Even before the pandemic, many female scientists felt unsupported in their fields. Now, some are hitting a breaking point.
By Apoorva Mandavilli April 13, 2021, 2:30 a.m. ET
Like many women during the pandemic, Alisa Stephens found working from home to be a series of wearying challenges.
Dr. Stephens is a biostatistician at the University of Pennsylvania, and the technical and detail-oriented nature of her work requires long uninterrupted stretches of thought. Finding the time and mental space for that work with two young children at home proved to be an impossibility.
“That first month was really hard,” she recalled of the lockdown. Her infant daughter’s day care was closed, and her 5-year-old was at home instead of at school. With their nanny unable to come to the house, Dr. Stephens tended to her children all day and worked late into the evening. In the fall, when her daughter was set to begin kindergarten, the schools did not reopen.

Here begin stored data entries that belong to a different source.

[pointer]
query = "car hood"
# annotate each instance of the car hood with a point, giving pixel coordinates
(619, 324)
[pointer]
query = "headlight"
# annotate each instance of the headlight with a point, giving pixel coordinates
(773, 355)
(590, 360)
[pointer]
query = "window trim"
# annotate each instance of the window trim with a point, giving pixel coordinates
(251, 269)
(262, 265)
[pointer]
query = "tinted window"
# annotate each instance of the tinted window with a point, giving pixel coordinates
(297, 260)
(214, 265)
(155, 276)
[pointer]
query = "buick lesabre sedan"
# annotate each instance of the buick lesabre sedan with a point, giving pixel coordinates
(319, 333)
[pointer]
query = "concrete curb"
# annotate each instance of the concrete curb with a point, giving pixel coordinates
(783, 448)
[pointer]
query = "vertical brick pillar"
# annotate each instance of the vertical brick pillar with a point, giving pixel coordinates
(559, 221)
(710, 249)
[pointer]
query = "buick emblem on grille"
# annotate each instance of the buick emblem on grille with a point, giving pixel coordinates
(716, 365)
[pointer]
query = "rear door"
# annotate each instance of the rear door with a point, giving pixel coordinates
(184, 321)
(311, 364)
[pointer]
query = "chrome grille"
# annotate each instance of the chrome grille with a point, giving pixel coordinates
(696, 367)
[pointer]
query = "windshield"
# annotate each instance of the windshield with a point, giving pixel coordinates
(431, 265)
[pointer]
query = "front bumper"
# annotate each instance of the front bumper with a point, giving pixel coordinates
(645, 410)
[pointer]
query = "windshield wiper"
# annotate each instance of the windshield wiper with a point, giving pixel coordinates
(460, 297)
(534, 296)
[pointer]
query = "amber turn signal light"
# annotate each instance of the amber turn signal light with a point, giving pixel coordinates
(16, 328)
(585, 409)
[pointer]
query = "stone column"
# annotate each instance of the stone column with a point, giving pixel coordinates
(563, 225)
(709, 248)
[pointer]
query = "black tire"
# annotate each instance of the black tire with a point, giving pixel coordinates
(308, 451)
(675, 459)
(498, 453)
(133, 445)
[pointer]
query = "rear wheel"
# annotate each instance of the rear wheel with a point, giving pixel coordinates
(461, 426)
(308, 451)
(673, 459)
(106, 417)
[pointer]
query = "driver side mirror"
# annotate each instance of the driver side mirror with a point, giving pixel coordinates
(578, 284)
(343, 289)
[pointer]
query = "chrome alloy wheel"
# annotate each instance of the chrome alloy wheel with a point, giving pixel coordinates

Things eased once the family could safely bring in a nanny, but there was still little time for the deep thought Dr. Stephens had relied on each morning for her work. Over time, she has adjusted her expectations of herself.
“Maybe I’m at 80 percent as opposed to 100 percent, but I can get things done at 80 percent to some extent,” she said. “It’s not great, it’s not my best, but it’s enough for now.”
Dr. Stephens is in good company. Several studies have found that women have published fewer papers, led fewer clinical trials and received less recognition for their expertise during the pandemic.
Add to that the emotional upheaval and stress of the pandemic, the protests over structural racism, worry about children’s mental health and education, and the lack of time to think or work, and an already unsustainable situation becomes unbearable.